- 652 Okunma
- 2 Yorum
- 0 Beğeni
ÜRPERDİM SOĞUKTU ZAMAN
Akşamüstü yağmurdan seviyesi yükselmiş, sesi oldukça hırçın bir nehir kenarında yürüyorum. Ağustos sonunda yaz sıcağı bir kenarda bırakmış, rüzgârla ödüllendiriyor. Bu havada yürüyüş yapmak istedi canım. Büyük bir taş parçasının üstüne oturup, kuş seslerini dinliyorum.
“Tatil yapmak için bu güzel köyü seçtim, güzel günler geçirdim, mutluyum.”
“ Sabah sıcacık köy ekmeği ve değişik gelen köy peynirlerini seviyorum. “
Farklı köy reçelleri, yediklerime hiç benzemiyordu. Dinlenmiştim burada. Birkaç gün sonra insan kalabalığına ve gölgelerime dönecektim.

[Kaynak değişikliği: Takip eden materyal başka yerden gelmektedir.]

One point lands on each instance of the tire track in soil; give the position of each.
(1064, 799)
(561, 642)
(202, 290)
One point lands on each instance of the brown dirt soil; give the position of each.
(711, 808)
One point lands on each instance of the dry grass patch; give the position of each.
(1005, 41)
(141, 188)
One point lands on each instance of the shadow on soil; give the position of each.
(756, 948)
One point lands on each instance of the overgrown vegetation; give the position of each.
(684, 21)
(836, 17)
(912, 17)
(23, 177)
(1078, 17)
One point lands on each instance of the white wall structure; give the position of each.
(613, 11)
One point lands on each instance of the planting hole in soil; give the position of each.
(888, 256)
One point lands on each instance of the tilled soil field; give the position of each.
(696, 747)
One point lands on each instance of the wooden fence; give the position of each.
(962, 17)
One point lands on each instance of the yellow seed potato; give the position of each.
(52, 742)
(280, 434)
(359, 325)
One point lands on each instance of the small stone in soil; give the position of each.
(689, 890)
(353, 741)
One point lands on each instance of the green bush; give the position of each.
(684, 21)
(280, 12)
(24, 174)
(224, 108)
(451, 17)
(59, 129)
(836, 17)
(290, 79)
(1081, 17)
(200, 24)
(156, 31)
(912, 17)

“Akşam eve dönerken gölgelerin içinden geçiyorum.”
Korku romanından fırlamış gibi ağızlarını açmış, kocaman dişleriyle bana doğru bakıyorlardı. Yanımdan geçerken, kendilerini bir arabanın altına atacak gibi. Anlaşılan yoğun çalışmalar travma yaratmıştı bende.
“Bazısı da aniden fırlatıyor kendini boşluklara.”
“Bir üst geçitten hızla geçerken, onların hayalet gibi beni aşıp yolun ortasına fırladığını düşünüyorum.”
“Gerçek değiller. Kendimde biliyorum.”
Bu bir nevrozdu. Sıkıntı Nevrozu.
Bakışlarımı diktiğim sudan kaldırdım gözümü. Köye geldiğimde iki gün boyunca büyük taşın üstüne oturmuş, hiç konuşmadan saatlerce suya taş atmıştım.
“Yorgun hissediyorum kendimi.”
Evin kapı komşusu Göze ile de arkadaş olmuştum. Annesi, peynirli, patatesli gözlemeler yaptı sacın üstünde. Sabahları kuş, inek, horoz sesi ile uyanmak gölgelerimden uzaklaştırmıştı. Evime, tekrar nevrozlarıma dönmek düşüncesi ürküttü.
“Gitmek zorundayım.”
İşim beni bekliyordu. Babam birkaç gün sonra beni alacak, birlikte dönecektik. Ama biraz daha kalma isteği kafama yerleşmişti. Tatilimin bitmesine daha vardı çünkü.
Eve doğru yürürken bir çıtırtı duydum. Çevreye baktığımda, köyün delisi ile karşılaştım. Hırpani yüzde kocaman gözler ürkütücü bir şekilde bana bakıyordu. Saçları yapış yapıştı. Elime bulaşan jöle kıvamlı bir siyahtı sanki. Hızlı adımlarla göz göze gelmemek için oradan kaçtım. Taş eve vardığımda yine akşamüstü saatleriydi. Korkmuştum. Adamın iri gözlerinde nevrozumun parça parça döküldüğünü duyumsadım. Gözler, yavaşça eriyerek gecenin siyahına karıştı. Tüm evreni boyadı. Evren, yerinden kalkmak istercesine hareketler yaptığında yer yerinden oynadı bedenimin derinlerinde.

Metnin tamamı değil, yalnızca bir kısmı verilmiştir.